Use static linkage for CUDA runtime#725

Open
bdice wants to merge 3 commits intorapidsai:mainfrom
bdice:static-cudart
Open

Use static linkage for CUDA runtime#725
bdice wants to merge 3 commits intorapidsai:mainfrom
bdice:static-cudart

Conversation

@bdice
Copy link
Contributor

@bdice bdice commented Dec 9, 2025

Summary

  • Set CUDA_STATIC_RUNTIME=ON by default in cpp/CMakeLists.txt
  • Remove cuda-cudart from run requirements in conda recipes

With static linking of the CUDA runtime, the runtime is embedded in the binaries and the cuda-cudart package is not needed at runtime.

Part of rapidsai/build-planning#235

- Set CUDA_STATIC_RUNTIME=ON by default in cpp/CMakeLists.txt
- Remove cuda-cudart from run requirements in conda recipes
@KyleFromNVIDIA KyleFromNVIDIA added improvement Improves an existing functionality non-breaking Introduces a non-breaking change labels Dec 9, 2025
Copy link

@robertmaynard robertmaynard left a comment

Choose a reason for hiding this comment

The reason will be displayed to describe this comment to others. Learn more.

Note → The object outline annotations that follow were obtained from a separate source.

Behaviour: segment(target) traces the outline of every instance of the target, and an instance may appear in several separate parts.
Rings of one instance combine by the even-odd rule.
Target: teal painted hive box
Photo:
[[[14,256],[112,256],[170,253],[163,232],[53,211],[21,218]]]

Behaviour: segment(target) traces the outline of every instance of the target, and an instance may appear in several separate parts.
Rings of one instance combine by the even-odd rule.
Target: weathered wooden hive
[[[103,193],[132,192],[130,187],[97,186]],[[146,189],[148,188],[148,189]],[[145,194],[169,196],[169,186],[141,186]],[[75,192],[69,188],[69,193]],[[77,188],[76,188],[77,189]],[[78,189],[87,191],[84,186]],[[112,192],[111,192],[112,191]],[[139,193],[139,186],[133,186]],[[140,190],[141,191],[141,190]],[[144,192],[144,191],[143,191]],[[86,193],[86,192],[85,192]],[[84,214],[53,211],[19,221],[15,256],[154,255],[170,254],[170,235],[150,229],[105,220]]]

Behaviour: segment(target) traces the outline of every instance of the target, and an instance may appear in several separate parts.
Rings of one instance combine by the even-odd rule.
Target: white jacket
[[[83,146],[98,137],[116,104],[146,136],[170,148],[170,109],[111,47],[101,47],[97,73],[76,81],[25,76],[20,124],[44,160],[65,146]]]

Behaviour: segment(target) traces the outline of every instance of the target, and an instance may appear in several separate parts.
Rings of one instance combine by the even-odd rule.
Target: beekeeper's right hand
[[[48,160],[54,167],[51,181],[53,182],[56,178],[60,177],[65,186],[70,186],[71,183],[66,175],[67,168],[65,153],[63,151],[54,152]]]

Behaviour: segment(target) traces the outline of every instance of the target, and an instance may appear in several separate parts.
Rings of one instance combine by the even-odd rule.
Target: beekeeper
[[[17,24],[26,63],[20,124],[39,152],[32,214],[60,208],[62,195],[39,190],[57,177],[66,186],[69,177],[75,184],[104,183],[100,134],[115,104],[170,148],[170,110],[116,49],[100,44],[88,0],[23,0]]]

We can drop all the compute sanitizer suppressions in cpp/compute-sanitizer-suppressions.xml

@wence-
Copy link
Contributor

wence- commented Dec 9, 2025

We can drop all the compute sanitizer suppressions in cpp/compute-sanitizer-suppressions.xml

What? why?

@bdice bdice added the breaking Introduces a breaking change label Dec 10, 2025
@robertmaynard
Copy link

robertmaynard commented Dec 10, 2025

We can drop all the compute sanitizer suppressions in cpp/compute-sanitizer-suppressions.xml

What? why?

Sorry, to be clear the suppressions have libcudart.so in the stack will need to be reviewed. Since we move to libcudart_static.a the stack traces will be different and I expect will need to be regenerated.

@pentschev
Copy link
Member

We can drop all the compute sanitizer suppressions in cpp/compute-sanitizer-suppressions.xml

What? why?

Sorry, to be clear the suppressions have libcudart.so in the stack will need to be reviewed. Since we move to libcudart_static.a the stack traces will be different and I expect will need to be regenerated.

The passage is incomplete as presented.